S3 GDA has two important characteristics, it's cheap and durable. The number of 9's of durability far outweigh anything that a home user could manage with their spare time. Additionally, the costs are absurdly low. For my initial requirements for storage, 7TB would be just under $7 a month. It would take multiple years at those prices to recoup the cost of buying single hard drives to duplicate the data, let alone achieve the level of durability promised by S3 GDA.
Limitations
In order to keep those levels of cost, GDA imposes two important restrictions:
- Data must be stored for at least 180 days (without modification)
- Data needs to be restored before it can be accessed
- This restoration process has a latency measured in hours, if not days
- Storage is cheap, retrieval is not. So retrieve only when truly needed.
However, the characteristics above make this perfect for our needs. If rapid restoration is required, the disks serve as an immediate backup. Realistically you don't need immediate access to the whole collection after a disaster. Access to a select few pieces is ok, while the whole collection is slowly restored from S3 GDA or back from disk. Even if disks were lost with the server, you could selectively chose media to restore first.
Strategy
To achieve this, I wrote a set of bash scripts that help automate the process of collecting
files, grouping them together (tar), encrypting them client side (gpg) and uploading them
(aws-cli
). To prevent having to write the large archive files to disk, these scripts all
accept or forward their output via a pipe to the next step. Because of the nature of cable
internet connections, the upload speeds are slow, so performance is bottle-necked by the
network. The machine mostly sits idle through the process with small spikes in disk and
cpu activity when loading and encrypting more data.

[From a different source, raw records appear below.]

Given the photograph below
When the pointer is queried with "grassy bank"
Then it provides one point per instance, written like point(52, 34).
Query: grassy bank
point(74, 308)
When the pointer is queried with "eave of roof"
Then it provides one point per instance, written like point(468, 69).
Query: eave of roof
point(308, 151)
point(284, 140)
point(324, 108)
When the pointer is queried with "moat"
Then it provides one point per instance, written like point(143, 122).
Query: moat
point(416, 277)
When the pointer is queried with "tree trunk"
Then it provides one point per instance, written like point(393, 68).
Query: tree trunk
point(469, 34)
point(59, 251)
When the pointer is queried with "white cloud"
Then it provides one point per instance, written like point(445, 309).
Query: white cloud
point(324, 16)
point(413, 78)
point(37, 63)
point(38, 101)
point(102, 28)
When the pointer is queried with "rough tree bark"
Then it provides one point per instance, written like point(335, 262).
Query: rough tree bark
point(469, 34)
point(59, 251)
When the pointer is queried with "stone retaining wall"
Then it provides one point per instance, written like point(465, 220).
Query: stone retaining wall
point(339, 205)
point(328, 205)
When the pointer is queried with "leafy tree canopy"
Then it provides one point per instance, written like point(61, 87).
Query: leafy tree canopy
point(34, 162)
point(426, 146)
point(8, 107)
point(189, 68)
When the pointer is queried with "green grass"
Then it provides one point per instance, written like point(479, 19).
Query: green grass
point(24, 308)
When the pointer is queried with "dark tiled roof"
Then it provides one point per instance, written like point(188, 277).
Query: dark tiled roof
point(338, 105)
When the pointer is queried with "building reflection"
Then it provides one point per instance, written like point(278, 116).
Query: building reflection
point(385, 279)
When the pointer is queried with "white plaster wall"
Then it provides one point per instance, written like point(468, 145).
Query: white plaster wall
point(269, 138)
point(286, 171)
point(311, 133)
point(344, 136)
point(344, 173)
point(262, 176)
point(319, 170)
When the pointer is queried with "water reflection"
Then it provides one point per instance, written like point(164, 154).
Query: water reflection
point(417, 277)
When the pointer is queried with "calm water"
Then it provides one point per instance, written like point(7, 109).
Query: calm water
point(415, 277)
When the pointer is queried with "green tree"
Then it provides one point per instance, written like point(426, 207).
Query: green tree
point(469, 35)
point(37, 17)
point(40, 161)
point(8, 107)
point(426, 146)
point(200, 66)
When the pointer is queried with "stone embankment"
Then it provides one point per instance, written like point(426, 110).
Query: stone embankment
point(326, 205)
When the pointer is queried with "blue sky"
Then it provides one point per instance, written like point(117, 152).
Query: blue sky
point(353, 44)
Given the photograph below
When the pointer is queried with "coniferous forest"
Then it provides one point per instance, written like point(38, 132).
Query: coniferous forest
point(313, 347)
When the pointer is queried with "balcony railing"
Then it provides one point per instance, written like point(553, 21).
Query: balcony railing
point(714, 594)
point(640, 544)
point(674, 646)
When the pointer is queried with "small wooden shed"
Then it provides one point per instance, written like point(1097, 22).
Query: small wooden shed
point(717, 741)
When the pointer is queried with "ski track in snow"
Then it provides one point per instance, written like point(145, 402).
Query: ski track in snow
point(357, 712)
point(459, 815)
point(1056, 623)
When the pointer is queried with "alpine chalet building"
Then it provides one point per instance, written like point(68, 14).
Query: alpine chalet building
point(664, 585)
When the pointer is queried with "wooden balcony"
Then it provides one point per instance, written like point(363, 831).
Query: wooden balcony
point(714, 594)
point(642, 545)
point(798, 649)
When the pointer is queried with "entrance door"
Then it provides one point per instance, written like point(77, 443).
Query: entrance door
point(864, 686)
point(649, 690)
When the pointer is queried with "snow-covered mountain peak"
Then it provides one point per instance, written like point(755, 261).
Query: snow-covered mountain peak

The end result of these scripts is two files being uploaded to S3:
- A manifest file, containing a short description of the archive AND list of files
- An archive file, grouping like media assets (TV Show Season, Movies from a certain year / decade)
Those sets of files are encrypted client side and have obscure names to prevent identification if someone were to gain access to the S3 bucket.
The manifest file however, is not stored in S3 GDA, but S3 Infrequent Access, this allows for cheap storage and fast retrieval times. These manifest files are a couple hundred kilobytes at most.
In the event of a restoration event, one would simply need to download all manifest files, and decrypt them. If a specific file is needed, you can then search through the manifests for the file, and download the right archive. All without needing any sort of organization structure, or revealing information in the filename.
Open Questions
This has all been tested with a small number of archives so far, as the upload process continues there might be previously unknown issues or improper error handling to deal with.
The restoration step is a big question, I can manually test restoring things from S3 GDA and fetching them, but doing so over the whole corpus is time consuming and expensive. Doing so early on might not match the experience of doing so after years of storage. How S3 GDA works so efficiently to have those costs is unknown and might have time variables outside of our control.